To keep the memory requirements (relatively) small, the exact positions
of the tokens are not recorded.  This necessitates pass 2.  See, however,
the pertinent chapter.


	READING THE FILES

Each file is tokenized using an lex-generated scanner appropriate for
the input.  Each token fits in one byte, possibly using all 8 bits.  The
tokens are stored in the array tk_buff[], which is extended by
reallocation if it overflows.  See buff.c.
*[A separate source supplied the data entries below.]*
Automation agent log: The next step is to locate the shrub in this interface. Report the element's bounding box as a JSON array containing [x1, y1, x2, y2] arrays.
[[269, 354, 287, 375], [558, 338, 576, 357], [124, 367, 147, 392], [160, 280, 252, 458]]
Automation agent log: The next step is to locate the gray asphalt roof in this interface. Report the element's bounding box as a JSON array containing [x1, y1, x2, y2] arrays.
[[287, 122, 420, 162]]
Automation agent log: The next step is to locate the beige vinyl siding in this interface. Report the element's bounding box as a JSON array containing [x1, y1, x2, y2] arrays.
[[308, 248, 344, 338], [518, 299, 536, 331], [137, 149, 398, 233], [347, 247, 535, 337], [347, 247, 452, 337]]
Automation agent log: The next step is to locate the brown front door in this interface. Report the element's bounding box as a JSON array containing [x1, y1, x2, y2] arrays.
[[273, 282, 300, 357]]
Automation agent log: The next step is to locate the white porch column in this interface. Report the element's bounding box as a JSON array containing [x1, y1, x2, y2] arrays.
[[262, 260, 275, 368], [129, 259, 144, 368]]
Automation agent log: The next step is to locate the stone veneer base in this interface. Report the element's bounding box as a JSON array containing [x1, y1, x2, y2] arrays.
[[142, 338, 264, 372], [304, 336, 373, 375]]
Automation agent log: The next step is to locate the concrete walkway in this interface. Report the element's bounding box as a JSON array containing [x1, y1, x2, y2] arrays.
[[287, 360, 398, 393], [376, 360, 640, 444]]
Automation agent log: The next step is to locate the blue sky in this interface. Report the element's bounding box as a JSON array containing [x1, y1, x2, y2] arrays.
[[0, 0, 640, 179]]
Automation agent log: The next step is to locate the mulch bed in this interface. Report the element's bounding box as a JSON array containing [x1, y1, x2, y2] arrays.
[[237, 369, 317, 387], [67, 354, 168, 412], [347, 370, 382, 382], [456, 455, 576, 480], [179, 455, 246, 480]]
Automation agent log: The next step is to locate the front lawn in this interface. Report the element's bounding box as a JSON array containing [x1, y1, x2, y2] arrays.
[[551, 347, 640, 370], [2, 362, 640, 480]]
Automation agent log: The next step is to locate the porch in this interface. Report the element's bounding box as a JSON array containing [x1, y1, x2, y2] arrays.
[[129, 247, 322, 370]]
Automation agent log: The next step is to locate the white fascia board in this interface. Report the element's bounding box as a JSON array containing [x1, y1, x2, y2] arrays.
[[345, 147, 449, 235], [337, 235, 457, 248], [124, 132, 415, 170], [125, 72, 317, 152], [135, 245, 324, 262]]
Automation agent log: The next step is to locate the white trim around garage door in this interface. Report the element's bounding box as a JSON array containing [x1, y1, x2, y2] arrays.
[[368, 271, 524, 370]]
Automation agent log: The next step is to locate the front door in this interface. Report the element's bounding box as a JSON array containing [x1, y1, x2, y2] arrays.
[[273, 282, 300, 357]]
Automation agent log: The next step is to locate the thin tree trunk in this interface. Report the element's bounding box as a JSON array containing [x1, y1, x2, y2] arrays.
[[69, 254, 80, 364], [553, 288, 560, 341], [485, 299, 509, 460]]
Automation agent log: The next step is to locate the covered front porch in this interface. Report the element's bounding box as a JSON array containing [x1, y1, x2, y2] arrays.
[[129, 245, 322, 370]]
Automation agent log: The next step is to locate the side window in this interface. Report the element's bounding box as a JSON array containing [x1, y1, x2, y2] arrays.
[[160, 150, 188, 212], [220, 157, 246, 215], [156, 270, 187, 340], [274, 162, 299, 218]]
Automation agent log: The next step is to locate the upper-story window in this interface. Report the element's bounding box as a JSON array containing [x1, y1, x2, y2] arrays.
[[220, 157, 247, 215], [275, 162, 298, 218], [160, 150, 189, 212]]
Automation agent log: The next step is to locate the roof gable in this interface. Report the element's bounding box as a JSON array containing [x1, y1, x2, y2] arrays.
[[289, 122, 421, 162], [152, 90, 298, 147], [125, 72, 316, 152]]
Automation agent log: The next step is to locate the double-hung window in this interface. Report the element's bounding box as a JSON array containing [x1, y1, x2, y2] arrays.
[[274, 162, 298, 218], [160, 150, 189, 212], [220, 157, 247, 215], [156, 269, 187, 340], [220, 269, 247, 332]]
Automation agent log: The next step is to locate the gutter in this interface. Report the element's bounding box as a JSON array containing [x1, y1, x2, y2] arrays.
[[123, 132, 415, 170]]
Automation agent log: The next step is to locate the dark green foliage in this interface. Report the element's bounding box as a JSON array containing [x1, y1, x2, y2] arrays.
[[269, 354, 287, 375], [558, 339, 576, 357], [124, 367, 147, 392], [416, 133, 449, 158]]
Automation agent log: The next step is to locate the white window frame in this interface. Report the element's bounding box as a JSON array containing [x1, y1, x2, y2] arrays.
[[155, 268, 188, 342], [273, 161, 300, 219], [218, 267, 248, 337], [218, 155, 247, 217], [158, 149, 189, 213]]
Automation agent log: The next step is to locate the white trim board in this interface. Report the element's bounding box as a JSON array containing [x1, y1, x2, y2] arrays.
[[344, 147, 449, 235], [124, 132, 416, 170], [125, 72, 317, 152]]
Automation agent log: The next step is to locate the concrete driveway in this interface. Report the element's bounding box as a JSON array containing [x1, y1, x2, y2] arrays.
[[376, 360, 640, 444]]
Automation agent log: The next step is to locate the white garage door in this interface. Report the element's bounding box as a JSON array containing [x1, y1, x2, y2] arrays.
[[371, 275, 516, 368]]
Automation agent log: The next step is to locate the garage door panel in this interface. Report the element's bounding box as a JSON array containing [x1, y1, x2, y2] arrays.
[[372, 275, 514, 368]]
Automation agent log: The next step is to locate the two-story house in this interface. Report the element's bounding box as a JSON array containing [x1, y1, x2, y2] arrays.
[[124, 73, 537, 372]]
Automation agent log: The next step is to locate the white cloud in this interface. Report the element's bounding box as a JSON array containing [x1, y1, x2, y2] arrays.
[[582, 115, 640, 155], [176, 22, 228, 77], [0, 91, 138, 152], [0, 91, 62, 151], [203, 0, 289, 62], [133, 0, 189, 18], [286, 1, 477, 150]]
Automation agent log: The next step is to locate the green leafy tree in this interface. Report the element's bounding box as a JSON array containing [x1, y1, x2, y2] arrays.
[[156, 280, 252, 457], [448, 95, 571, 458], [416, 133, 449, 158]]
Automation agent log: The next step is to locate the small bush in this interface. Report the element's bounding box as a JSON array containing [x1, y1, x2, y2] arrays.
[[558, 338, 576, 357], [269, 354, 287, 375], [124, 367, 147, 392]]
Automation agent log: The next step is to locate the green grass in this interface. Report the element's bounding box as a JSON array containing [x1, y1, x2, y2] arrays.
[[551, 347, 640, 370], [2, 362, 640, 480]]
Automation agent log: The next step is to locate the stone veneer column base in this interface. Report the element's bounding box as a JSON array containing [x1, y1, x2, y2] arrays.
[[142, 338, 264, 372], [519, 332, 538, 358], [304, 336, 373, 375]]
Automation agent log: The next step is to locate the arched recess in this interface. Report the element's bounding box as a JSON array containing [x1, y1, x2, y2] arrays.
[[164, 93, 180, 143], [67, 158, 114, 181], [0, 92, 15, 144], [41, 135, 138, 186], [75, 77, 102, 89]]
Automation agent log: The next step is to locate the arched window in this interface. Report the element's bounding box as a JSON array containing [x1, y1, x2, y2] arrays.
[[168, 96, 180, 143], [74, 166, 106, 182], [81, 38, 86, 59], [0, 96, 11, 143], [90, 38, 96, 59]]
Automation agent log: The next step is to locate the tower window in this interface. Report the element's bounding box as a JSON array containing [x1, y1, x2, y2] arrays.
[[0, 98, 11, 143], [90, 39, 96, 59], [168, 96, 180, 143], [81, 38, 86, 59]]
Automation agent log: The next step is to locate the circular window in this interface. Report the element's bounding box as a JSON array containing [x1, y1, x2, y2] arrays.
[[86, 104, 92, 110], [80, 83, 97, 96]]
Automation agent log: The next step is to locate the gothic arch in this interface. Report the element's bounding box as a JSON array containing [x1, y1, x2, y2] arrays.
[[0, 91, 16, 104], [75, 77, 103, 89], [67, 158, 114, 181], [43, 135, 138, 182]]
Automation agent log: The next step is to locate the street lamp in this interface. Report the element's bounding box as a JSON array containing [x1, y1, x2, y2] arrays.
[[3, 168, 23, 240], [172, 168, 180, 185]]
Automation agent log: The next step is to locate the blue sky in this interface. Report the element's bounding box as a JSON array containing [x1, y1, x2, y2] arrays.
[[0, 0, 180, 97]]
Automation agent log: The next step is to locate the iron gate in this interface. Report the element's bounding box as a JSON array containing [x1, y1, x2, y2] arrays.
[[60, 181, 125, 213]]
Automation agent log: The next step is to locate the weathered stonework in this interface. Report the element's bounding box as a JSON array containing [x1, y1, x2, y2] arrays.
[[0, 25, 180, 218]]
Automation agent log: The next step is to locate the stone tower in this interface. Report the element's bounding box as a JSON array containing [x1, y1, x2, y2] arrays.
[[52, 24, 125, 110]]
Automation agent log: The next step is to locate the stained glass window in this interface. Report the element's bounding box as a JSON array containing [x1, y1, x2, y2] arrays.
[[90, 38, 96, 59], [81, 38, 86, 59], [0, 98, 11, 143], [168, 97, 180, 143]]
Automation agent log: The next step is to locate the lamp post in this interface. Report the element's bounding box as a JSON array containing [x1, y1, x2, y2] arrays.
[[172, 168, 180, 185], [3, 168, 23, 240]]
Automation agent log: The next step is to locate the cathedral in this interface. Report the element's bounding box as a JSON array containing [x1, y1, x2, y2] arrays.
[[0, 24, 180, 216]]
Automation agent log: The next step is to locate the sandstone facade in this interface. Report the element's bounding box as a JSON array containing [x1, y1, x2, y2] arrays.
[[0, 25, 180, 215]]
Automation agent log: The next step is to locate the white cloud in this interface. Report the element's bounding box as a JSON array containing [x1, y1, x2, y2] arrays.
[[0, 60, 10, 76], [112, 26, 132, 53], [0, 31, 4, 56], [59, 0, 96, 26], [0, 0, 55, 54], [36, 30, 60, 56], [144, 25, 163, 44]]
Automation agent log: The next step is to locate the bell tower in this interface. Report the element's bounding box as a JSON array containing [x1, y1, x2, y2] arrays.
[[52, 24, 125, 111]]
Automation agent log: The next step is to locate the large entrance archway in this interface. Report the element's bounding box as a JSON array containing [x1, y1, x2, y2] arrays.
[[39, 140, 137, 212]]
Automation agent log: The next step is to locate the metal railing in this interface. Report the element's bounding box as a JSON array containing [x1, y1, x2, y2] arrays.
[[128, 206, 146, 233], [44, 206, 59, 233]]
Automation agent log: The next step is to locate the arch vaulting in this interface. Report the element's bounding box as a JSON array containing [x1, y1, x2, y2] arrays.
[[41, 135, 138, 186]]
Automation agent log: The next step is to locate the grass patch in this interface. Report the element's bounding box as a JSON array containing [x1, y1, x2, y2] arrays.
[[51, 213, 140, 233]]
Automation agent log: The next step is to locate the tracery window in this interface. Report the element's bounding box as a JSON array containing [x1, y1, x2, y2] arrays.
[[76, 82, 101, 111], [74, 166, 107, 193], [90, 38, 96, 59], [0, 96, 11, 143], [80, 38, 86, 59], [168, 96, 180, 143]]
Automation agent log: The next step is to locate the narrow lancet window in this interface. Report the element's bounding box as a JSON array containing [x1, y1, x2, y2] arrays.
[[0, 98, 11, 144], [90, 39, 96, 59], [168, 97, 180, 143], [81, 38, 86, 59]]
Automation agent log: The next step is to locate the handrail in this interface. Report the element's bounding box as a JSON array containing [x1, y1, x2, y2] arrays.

Also, to optimize away pass 2, an attempt is made to remember the fseek
positions of all beginnings of lines.  The token-position/fseek-position
pairs at BOL are stored in the array nl_buff[], which is also extended by
reallocation, if needed.  If the attempt fails due to lack of memory,
nl_buff[] is abandoned.


	PREPARING THE FORWARD-REFERENCE TABLE

Text is compared by comparing every substring to all substrings
to the right of it; this process is in essence quadratic.  However,
only substrings of length at least 'min_run_size' are of interest,
which gives us the possibility to speed up this process by using
a hash table.

Once the entire text has been read in, a forward-reference table
forw_ref[] is made (see hash.c).
For every position in the text, we construct an index which gives
the next position in the text where a run of min_run_size tokens
starts that has the same hash code.  If there is no such run, the
index is 0.  These forward references are kept in the array
forw_ref[].

To fill in this array, we use a hash table hash[], such that hash[i] is
the index of the latest token with hash_code i, or 0 if there is none.
If at a given position p, we find that the text ahead of us has hash
code i, hash[i] tells us which position in forw_ref[] will have to be
updated to p.  See make_forw_ref().

For long text sequences (say hundreds of thousands of tokens), the
hashing is not really efficient any more since too many spurious matches
occur.  Therefore, the forward reference table is scanned a second time,
eliminating from any chain all references to runs that do not end in the
same token (actually, this is a second hash code).  For the UNIX manuals
this reduced the number of matches from 91.9% to 1.9% (of which 0.06%
was genuine).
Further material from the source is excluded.